Balanced scorecard: A strategic planning and management system used to align business activities to the vision statement of an organization.

A balanced scorecard is a tool used to measure the intangible assets of a company. It is an organized, traceable method to transform strategy into action by harmonizing all aspects of a business to meet common goals.

What does a balances scorecard look like?

A balanced scorecard considers different areas of a business, including…

  • Learning and Growth: Employee training and satisfaction, enhancing human capital, high performance, and employee retention.
  • Business Process: The efficiency of the company, internal business processes, the desirability of the product to customers, how well the company is performing overall, business process problems and strengths.
  • Customer Perspective: Customer satisfaction levels, customer retention and market percentage, customer wants and needs, and how well the company meets them.
  • Financial Perspective: How well the company is performing financially, cash flow, results, financial risks and return on investment.
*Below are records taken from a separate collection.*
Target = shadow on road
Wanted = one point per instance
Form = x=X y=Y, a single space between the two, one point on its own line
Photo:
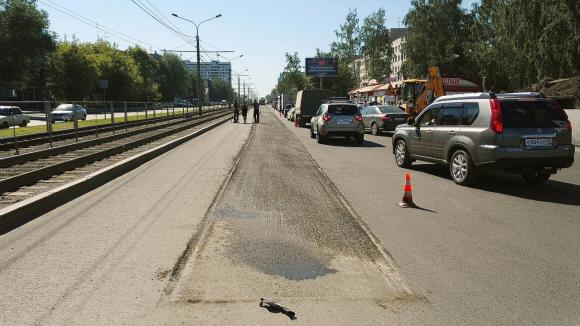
x=553 y=191
x=351 y=143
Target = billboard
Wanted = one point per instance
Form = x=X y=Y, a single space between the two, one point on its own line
x=322 y=67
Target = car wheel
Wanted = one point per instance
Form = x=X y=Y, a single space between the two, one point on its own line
x=535 y=177
x=402 y=154
x=359 y=140
x=461 y=168
x=319 y=137
x=374 y=129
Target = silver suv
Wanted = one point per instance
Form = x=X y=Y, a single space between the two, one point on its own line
x=12 y=116
x=337 y=119
x=518 y=132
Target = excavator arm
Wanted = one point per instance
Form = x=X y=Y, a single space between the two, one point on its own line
x=432 y=90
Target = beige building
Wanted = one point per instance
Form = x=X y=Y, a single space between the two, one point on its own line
x=397 y=41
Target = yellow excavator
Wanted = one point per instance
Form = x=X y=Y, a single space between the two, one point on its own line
x=417 y=94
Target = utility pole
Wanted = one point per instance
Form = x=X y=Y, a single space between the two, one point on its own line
x=198 y=56
x=199 y=103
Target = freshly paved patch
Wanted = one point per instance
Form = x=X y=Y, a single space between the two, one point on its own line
x=281 y=229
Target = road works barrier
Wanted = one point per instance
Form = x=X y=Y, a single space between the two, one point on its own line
x=407 y=201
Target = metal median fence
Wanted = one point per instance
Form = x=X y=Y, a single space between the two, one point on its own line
x=25 y=122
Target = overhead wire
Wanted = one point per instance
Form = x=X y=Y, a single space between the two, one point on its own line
x=127 y=38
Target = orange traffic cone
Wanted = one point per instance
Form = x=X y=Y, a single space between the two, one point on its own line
x=408 y=195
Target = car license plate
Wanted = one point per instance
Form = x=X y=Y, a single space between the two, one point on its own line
x=538 y=142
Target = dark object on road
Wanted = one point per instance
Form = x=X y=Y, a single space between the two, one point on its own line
x=276 y=308
x=236 y=111
x=256 y=111
x=245 y=111
x=407 y=201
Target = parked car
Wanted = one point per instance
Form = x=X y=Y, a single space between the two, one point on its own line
x=291 y=114
x=287 y=108
x=383 y=118
x=471 y=133
x=307 y=103
x=337 y=119
x=12 y=116
x=68 y=112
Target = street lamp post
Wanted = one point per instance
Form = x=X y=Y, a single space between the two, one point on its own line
x=199 y=103
x=230 y=70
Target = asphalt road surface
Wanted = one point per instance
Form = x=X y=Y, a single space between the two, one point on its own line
x=199 y=234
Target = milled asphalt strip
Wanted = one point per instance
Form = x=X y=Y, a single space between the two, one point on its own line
x=389 y=265
x=199 y=236
x=28 y=209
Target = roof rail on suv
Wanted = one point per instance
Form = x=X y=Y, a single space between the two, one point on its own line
x=521 y=94
x=338 y=100
x=465 y=96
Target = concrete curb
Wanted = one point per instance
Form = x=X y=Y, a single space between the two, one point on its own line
x=20 y=213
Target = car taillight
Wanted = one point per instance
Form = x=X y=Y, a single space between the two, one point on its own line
x=568 y=123
x=496 y=120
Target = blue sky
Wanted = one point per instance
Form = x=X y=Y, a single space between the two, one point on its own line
x=261 y=30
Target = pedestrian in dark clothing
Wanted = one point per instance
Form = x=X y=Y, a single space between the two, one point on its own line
x=245 y=111
x=236 y=111
x=256 y=111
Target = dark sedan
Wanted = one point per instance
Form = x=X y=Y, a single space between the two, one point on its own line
x=383 y=118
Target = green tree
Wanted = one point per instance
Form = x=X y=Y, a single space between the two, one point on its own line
x=148 y=69
x=174 y=79
x=437 y=33
x=340 y=85
x=73 y=75
x=376 y=49
x=121 y=71
x=220 y=90
x=25 y=42
x=348 y=46
x=293 y=78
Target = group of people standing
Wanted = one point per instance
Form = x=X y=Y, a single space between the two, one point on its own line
x=256 y=107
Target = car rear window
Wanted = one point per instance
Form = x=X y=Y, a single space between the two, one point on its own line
x=64 y=107
x=531 y=114
x=470 y=113
x=343 y=109
x=390 y=109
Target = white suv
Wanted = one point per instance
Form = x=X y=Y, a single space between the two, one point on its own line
x=12 y=116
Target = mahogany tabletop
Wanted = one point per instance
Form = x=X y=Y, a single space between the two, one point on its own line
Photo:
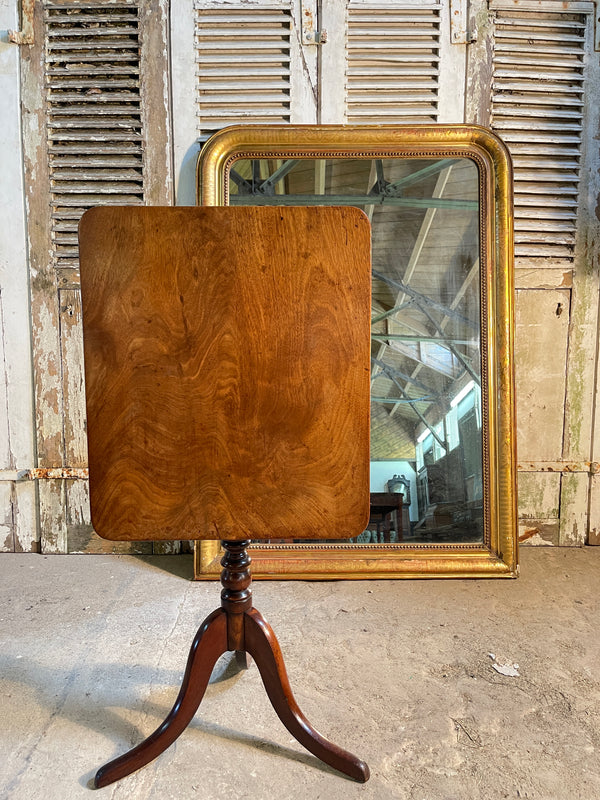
x=227 y=371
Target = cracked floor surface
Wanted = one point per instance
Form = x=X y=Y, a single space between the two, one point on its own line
x=402 y=673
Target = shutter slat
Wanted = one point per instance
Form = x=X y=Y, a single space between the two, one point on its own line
x=243 y=57
x=94 y=115
x=537 y=109
x=393 y=49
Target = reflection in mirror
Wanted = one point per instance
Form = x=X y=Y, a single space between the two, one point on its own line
x=427 y=471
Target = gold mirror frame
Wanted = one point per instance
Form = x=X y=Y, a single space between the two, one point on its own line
x=497 y=556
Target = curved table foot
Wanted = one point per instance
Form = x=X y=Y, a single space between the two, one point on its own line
x=263 y=646
x=209 y=644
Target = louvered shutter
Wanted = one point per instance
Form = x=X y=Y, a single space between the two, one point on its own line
x=393 y=63
x=247 y=65
x=95 y=132
x=538 y=109
x=94 y=122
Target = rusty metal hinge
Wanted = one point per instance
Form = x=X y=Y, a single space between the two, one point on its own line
x=310 y=32
x=460 y=29
x=25 y=35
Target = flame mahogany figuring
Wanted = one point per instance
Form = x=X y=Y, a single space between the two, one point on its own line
x=227 y=382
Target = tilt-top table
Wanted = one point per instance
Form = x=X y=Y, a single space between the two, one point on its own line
x=227 y=384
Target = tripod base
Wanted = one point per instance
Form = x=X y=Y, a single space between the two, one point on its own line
x=236 y=626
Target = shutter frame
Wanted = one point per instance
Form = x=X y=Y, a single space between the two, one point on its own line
x=540 y=115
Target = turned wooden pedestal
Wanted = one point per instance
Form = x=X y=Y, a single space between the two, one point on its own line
x=239 y=627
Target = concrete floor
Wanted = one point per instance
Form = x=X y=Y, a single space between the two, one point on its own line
x=92 y=650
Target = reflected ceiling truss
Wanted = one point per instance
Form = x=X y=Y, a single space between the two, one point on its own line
x=421 y=346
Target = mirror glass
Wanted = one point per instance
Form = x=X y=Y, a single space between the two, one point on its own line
x=427 y=473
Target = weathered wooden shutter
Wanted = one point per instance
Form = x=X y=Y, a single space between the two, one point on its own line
x=96 y=132
x=538 y=108
x=94 y=122
x=249 y=65
x=243 y=58
x=542 y=103
x=393 y=63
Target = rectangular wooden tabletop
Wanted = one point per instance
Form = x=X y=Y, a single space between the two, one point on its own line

Balanced scorecards are a great way to map out strategy by starting with the company’s mission, then investigating the four areas listed above. A strategy map is a communication tool that can be used throughout your organization to teach and reference step-by-step connections between objectives and daily performances.

A balanced scorecard could result in improved business efficiency, motivated and well-equipped employees, greater customer satisfaction, and an organized method to monitor progress.